「SAISON Technology Days 2025」で語られた“ERP移行の現実解”
そのERP移行の悩み、国産SaaSで解決できる? トップベンダー5社が推す「オフロード」という選択肢
2025年11月26日 11時00分更新
国産SaaSのオフロードが“ERP移行の現実解”なのか
大谷:松ヶ谷さんにポイントを語っていただいた「オフロード」は現実解なのでしょうか。

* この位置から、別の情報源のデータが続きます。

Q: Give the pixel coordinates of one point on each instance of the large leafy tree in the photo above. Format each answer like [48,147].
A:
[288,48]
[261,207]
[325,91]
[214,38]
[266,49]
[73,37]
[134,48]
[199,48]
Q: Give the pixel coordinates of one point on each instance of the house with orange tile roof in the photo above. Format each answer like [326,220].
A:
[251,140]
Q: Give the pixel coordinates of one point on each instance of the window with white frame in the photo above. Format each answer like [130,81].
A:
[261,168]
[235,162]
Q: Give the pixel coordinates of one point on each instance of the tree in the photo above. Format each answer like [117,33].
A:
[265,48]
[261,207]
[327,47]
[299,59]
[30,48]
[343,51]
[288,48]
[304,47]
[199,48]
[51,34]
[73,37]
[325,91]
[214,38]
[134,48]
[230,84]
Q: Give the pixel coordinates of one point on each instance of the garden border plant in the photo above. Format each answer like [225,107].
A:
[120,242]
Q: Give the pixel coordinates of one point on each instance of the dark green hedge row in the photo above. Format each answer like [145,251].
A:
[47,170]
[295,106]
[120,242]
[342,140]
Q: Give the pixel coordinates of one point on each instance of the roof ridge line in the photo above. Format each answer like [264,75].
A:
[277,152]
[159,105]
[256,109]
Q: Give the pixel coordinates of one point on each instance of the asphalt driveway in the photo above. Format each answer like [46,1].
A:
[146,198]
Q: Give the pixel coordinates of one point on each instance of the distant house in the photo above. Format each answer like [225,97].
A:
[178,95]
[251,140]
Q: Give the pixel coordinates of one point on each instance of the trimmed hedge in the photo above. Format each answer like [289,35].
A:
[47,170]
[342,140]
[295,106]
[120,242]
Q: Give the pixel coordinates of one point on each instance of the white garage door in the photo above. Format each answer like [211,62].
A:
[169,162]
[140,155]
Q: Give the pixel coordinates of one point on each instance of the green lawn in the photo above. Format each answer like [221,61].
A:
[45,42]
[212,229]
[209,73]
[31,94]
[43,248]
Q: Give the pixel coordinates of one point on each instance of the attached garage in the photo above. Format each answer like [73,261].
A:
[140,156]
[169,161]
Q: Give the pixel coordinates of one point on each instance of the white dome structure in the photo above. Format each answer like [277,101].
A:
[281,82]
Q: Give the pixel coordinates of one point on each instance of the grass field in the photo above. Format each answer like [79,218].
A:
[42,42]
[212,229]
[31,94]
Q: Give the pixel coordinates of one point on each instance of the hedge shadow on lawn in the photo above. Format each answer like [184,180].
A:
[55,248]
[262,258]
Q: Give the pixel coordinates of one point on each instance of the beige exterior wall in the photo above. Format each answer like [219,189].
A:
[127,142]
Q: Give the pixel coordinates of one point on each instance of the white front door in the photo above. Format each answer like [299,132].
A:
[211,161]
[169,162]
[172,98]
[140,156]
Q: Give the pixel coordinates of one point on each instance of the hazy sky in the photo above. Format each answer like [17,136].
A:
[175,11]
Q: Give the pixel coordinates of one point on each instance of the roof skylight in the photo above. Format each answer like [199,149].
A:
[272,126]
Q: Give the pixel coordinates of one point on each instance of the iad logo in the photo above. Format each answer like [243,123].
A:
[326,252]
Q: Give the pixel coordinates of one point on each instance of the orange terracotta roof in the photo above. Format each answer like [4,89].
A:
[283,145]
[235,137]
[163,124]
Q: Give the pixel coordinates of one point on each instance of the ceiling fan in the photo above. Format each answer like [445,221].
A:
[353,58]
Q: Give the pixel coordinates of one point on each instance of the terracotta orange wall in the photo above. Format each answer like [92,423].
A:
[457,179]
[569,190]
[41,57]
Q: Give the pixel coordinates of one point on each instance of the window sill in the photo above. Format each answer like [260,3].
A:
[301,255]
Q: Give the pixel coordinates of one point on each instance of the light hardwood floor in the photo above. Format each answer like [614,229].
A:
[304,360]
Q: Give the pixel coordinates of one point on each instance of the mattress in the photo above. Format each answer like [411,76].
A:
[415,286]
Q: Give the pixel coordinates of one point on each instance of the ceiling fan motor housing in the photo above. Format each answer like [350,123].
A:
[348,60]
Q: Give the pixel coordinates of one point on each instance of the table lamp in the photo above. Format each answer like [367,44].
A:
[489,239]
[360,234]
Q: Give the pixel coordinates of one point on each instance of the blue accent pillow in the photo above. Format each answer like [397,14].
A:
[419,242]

クレスコ 横尾氏:極端に走らないことが重要です。Fit to Standardの考えから、ERPに手を加えず、すべてを外で作ろうという時代もありましたが、やはり無理でした。アドオンにした方が効率的な領域は一定数あり、ERP移行でもアドオンを担保しているシステムもあります。アドオンとオフロードの見極めが必要だと思っています。
エイトレッド 青木氏:ワークフローは進化を続けており、内部統制を自動化する仕組みも登場していますし、申請や承認をAIが補助してくれるような世界も見え始めています。オフロードの先にある、さらなる効率化を見据えて欲しいです。
ウイングアーク 佐土原氏:データの観点では、収集と活用の2つの視点があります。まず、データ収集においては、当社の経営層や情シス向けのアンケートをみても、「取得に手間がかかる」「システム毎に分散」「形式が未統一」が課題のトップ3であり、いかに“データ取得の手間改善”に寄り添えるかが重要になっています。我々も様々なデータソースとの連携を進めていますが、iPaaSとの協業は必須だと感じています。
また、同アンケートでのデータ活用の課題は、「組織的な意識の低さ」が1位であり、「教育・トレーニングが不十分」が続きます。これに対しては、部門毎のデータ活用のメリットを訴求しつつ、自走化のハードルを下げていくことが後押しになると考えています。
サイボウズ 百目鬼氏:Fit to Standardがたびたび登場しましたが、現実的に業務を回そうとすると、業務の理想像にシステムをフィットさせる「Fit to “Company” Standard」が求められます。ノーコードツールは、企業の業務にフィットさせやすい、痒いところに手を届かせる、オフロードという現実解にピッタリなツールです。
大谷:kintoneが支持を集めるのは、企業オリジナルの業務を作れるからだと思っているのですが、ERP移行にも寄与しそうですね。
セゾンテクノロジー 松ヶ谷氏:iPaaSですと、ある意味、中間システムが増えたように見えてしまいます。そのため、ノーコードで修正できるテンプレートなどを用意して、つなぐハードルを下げることがオフロードを推進する上で重要だと思っています。
ERP移行はゴールとせず、データや国産SaaSの活用を
大谷:ERP移行後には、AIやIoTを導入したり、売上に貢献するITに挑戦したりと、色々な野望を達成している情シスの話を聞きます。ERP移行後に見える未来を最後にお聞きしたいです。
クレスコ 横尾氏:ERPを移行した後に未来を描くのではなく、移行前の段階から想定することが大事だと伝えたいです。なにしろERP移行は大仕事であり、それを終えてから構想しても、へとへとな状態ですぐに始められません。移行で得られた知見が断絶することすら起こり得るので、ERP移行が走り出す前から未来を見据えることが重要だと思っています。
エイトレッド 青木氏:ERP移行はゴールではないです。ワークフローでいうと、野良のExcelや申請書はまだまだ残ります。今は、市民開発で現場がワークフローをつくれる時代なため、ワークフローを統合するなど全員体制で会社を良くしていくのが先の未来になります。
ウイングアーク 佐土原氏:先ほどのアンケートには続きがあり、今後データをどう活用していきたいかという質問に対して、需要予測や収益シミュレーションが挙がりました。データとデータをつなぐことに加え、データのシミュレーションを支援することで、企業の業績向上に寄与していきたいです。
サイボウズ 百目鬼氏:大変なERP移行を経て、適材適所でシステムを振り分けた後は、是非そのシステムを楽しんで欲しいです。kintoneの場合、AI機能を試せる「kintone AIラボ」を用意しています。
セゾンテクノロジー 松ヶ谷氏:オフロードでシステムを分散した後は、データをただ連携するだけではもったいないです。各社システムのデータを分析することで新しいインサイトが得られるかもしれませんし、AI活用することで新しい価値を生み出せるかもしれません。我々もデータマネジメントのブループリントを打ち出しながら、皆さんが新しい未来を目指すのを支えていきたいです。